Y además se estableció:
«Artículo 6º). - La finca número UNO de
propiedad horizontal podrá ser transmitida por cuotas indivisas, en cuyo caso
la titularidad de cada participación se concretará en el derecho al uso y
disfrute exclusivo de un espacio para aparcamiento de vehículos o para trastero,
que estará delimitado bien mediante tabiques de separación, o bien por medio de
rayas pintadas en el suelo y debidamente identificadas por un número de orden.

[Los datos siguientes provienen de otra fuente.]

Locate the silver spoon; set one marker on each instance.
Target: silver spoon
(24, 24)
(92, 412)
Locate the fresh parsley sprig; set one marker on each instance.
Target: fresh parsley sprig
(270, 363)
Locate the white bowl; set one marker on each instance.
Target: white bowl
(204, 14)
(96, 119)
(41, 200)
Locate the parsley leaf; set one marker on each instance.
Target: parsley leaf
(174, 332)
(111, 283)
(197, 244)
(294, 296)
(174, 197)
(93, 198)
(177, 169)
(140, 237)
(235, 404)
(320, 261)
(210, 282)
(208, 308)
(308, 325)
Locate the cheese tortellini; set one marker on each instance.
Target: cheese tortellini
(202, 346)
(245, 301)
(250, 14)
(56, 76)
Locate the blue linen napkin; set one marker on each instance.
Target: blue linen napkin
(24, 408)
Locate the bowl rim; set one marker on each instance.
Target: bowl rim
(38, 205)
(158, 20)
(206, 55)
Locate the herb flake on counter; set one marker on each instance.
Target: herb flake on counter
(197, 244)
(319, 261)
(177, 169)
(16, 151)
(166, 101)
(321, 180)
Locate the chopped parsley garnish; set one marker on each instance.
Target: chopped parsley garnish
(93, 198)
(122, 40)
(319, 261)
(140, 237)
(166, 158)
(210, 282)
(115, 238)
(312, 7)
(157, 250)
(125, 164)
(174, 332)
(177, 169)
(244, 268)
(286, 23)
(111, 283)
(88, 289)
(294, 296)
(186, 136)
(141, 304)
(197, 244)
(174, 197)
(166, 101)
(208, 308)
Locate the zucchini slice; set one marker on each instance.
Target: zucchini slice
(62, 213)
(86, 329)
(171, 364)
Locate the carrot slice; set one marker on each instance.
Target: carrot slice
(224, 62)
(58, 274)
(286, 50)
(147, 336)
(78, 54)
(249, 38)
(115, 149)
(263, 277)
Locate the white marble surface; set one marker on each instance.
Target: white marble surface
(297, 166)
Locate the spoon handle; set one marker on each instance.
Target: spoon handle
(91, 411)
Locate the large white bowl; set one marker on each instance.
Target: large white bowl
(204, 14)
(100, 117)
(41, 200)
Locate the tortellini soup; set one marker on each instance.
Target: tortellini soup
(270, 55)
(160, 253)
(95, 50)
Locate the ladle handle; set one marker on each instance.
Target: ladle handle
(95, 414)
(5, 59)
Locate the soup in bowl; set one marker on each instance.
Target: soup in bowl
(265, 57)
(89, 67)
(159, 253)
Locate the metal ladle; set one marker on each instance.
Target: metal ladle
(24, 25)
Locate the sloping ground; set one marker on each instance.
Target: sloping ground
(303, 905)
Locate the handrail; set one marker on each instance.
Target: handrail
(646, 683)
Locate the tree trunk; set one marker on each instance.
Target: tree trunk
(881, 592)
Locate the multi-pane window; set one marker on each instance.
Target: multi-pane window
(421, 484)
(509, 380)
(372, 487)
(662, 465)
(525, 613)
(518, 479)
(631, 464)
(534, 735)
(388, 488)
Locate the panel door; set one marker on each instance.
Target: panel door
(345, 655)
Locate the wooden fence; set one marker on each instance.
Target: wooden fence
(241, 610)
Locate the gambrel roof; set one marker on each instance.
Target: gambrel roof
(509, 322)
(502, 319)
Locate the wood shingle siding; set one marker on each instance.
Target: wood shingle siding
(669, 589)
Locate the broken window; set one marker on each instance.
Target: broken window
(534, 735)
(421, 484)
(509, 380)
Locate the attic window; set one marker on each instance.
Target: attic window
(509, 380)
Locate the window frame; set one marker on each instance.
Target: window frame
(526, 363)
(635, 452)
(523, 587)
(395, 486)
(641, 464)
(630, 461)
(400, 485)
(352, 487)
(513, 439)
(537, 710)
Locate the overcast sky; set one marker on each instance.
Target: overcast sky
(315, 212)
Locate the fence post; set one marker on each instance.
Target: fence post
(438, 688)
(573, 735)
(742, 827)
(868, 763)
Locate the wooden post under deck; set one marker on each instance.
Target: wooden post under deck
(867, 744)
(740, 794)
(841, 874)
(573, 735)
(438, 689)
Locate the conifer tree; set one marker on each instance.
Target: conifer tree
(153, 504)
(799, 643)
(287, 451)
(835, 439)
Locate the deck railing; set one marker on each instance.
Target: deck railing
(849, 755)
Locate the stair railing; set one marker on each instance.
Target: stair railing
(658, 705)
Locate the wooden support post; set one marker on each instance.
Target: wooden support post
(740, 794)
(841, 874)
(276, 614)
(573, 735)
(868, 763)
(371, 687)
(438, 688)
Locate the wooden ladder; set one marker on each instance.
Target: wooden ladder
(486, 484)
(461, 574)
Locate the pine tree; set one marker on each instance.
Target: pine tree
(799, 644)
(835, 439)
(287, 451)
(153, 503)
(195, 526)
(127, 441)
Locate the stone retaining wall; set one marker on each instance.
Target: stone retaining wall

La titularidad de cada participación indivisa, concretada en una plaza de garaje,
llevará inherente el derecho de uso con los demás condueños de las zonas de
paso y maniobra comunes a todos ellos. El promotor podrá determinar libremente,
en el momento de enajenar cada participación indivisa el espacio de uso y
disfrute exclusivo en el que se concreta la participación indivisa transmitida.
» La adquisición de una participación
indivisa de estas fincas llevará implícita la renuncia a ejercitar los derechos
de tanteo y retracto en el caso de venta de ulteriores participaciones
indivisas, así como la renuncia al ejercicio de la acción de división».
6.º- Los seis actores son propietarios
de plazas de garaje (cinco en la finca agrupada DIRECCION001/ DIRECCION002 y el
sexto titular de una de las plazas del DIRECCION007 de DIRECCION000).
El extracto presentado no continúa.